Malaysia airports turn to solar power for net-zero emissions goal


(Photo : iStock)

In the pursuit of ESG goals and the target of achieving net-zero emissions by 2050, the aviation industry faces pivotal challenges. Malaysia Airports Holdings Berhad (MAHB) ensures the sustainable development of its airports through solar power system.

According to Megat Ardian, MAHB senior general manager for strategy, a total of six of its airports in Malaysia currently have solar power systems installed as part of its Environmental Master Plan 2.0.

Solar deployment for carbon emissions

The use of solar power has already indicated positive results in terms of further cost savings and reduced energy consumption.

“We save about RM1.46 million due to the use of solar energy per year, which equates to a 35% increase in savings YoY,” Ardian says.

“Solar energy will cost 30% less than current electricity rates, resulting in potential savings of RM42.7 million for utility operational expenditures for the next 25 years.”

Ardian said that at the Kuala Lumpur International Airport (KLIA), solar panels have been installed on the roof of Terminal 1’s satellite building and as the parking canopy at the car park.
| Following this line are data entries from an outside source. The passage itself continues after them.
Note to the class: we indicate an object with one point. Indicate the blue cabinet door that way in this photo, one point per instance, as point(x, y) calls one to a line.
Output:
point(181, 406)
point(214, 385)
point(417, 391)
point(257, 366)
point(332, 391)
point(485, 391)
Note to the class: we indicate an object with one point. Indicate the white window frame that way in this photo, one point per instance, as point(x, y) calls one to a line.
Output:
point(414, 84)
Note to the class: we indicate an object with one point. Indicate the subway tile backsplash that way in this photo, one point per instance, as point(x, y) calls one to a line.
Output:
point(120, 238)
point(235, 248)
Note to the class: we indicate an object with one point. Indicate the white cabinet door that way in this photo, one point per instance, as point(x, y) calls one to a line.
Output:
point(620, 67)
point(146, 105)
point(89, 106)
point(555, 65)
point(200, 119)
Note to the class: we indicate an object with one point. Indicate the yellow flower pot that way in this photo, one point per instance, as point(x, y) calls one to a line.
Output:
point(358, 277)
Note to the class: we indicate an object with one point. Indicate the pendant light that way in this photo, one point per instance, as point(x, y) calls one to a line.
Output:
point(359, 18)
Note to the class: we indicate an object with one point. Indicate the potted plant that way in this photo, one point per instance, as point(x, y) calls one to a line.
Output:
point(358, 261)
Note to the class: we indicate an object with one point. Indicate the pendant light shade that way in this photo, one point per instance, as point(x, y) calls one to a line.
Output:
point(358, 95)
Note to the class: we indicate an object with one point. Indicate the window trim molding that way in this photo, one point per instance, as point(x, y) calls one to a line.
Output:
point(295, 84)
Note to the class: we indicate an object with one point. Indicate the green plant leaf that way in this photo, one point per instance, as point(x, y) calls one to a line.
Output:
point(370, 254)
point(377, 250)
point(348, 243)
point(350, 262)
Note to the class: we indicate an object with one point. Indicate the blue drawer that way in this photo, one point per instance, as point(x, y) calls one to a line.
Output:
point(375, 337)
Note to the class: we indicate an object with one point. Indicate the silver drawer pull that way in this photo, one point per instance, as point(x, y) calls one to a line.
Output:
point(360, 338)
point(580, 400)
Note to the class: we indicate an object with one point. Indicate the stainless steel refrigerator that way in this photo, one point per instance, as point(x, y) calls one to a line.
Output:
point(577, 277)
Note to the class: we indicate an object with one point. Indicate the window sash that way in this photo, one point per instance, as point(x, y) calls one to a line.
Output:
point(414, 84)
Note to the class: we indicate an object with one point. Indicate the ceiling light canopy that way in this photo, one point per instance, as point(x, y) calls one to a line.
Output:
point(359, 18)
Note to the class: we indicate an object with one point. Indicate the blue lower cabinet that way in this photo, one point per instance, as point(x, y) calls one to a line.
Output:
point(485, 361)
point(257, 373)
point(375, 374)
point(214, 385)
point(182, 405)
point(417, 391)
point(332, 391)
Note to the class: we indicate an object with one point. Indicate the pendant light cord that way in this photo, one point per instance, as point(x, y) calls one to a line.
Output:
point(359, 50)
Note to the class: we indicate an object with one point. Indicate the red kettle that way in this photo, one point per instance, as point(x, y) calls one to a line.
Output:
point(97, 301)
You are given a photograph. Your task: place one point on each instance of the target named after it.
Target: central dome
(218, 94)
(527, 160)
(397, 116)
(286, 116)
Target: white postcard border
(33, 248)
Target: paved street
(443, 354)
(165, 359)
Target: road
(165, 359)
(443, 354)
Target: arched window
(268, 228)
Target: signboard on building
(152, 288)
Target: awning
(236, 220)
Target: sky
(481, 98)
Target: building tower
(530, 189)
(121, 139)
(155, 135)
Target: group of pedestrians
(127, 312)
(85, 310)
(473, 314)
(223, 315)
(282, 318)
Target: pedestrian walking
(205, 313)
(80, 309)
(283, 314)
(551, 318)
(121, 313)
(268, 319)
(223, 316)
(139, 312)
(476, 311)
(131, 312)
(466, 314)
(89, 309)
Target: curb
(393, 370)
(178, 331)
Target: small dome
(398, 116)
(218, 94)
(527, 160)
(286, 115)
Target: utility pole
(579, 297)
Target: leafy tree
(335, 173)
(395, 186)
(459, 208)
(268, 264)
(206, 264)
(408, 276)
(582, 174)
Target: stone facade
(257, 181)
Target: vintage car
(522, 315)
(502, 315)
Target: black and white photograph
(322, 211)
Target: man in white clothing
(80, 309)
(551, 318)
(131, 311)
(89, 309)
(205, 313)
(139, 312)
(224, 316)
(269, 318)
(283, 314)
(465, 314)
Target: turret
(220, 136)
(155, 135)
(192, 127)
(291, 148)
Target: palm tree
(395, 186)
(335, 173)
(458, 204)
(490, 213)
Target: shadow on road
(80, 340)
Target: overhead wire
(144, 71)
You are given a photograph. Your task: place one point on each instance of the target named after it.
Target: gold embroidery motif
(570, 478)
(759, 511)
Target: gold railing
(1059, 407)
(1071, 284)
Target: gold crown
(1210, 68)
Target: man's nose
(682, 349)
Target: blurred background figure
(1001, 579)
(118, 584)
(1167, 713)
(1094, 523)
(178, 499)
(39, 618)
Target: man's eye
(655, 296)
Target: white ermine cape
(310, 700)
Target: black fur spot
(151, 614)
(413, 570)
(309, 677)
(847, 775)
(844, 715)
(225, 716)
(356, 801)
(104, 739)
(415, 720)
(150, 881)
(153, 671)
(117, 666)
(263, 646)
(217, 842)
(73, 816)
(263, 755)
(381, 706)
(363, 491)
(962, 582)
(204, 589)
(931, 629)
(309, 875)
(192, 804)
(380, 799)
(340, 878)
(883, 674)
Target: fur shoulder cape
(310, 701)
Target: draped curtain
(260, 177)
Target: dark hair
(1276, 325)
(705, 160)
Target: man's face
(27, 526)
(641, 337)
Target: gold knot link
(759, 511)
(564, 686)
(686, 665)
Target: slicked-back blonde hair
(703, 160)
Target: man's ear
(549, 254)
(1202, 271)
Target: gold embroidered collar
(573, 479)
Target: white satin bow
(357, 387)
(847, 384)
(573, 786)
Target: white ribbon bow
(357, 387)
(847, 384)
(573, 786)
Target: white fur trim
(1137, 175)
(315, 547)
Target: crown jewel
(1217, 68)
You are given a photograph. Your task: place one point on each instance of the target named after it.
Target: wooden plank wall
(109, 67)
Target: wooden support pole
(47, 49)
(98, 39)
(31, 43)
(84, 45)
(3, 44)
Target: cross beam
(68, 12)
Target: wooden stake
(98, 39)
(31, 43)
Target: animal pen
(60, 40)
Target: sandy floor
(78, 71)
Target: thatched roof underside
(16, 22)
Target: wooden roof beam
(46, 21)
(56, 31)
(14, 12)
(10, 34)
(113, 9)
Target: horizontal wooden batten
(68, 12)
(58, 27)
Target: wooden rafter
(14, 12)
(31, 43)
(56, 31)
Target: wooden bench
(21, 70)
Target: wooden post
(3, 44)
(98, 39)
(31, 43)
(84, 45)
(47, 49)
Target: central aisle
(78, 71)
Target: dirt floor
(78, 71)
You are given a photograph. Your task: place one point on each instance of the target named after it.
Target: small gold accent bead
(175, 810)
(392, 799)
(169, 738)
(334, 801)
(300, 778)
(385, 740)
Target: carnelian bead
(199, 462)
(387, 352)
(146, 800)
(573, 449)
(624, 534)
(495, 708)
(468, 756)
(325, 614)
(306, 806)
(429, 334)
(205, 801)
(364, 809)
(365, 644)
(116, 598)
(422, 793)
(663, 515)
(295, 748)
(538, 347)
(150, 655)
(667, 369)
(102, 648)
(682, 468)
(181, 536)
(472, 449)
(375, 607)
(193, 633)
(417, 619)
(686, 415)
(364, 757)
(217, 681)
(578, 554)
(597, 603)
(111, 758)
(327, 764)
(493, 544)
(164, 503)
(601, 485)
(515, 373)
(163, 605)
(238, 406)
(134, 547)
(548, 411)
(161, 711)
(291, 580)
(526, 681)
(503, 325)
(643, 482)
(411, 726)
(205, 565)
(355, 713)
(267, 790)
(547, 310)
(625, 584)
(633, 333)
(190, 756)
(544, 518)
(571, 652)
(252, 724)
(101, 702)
These solar panels can produce a total of 14 MWp of solar energy.

Other airports under MAHB that have employed PV solar power systems include Penang International Airport, Langkawi International Airport, Sultan Ahmad Shah Airport, Malacca Airport and Kota Kinabalu International Airport.

Total solar energy generated across all six airports in 2022 reached 19,122 MWh, with a reduction of carbon emissions by 12,219,172 tCO2.

The total solar energy produced by MAHB can power approximately 218,565 10-watt LED light bulbs or provide energy for 4,615 homes for a year.

EV transformation plan

Megat Ardian says that solar power isn’t the only measure MAHB is implementing, with the use of EV mooted for this year as part of the company’s electric vehicle transformation plan.

“We are working with infrastructure and EV providers for the use of EV in transporting passengers to and from the airport. Our plan includes the establishment of charging stations, EV-friendly parking lots, and dedicated pick-up areas for EV vehicles,” he mentioned.

In additional, EV will be used in airside operations at KLIA, involving the replacement of current diesel-running vehicles with EVs to further lower carbon emissions.

“I think this is where we can have the most value because there are a lot of movements on the airside. Aircraft tugs, baggage tractors, they all run on diesel. So, what better way to effectively cut our carbon emissions than to change all of those to EVs,” says Ardian.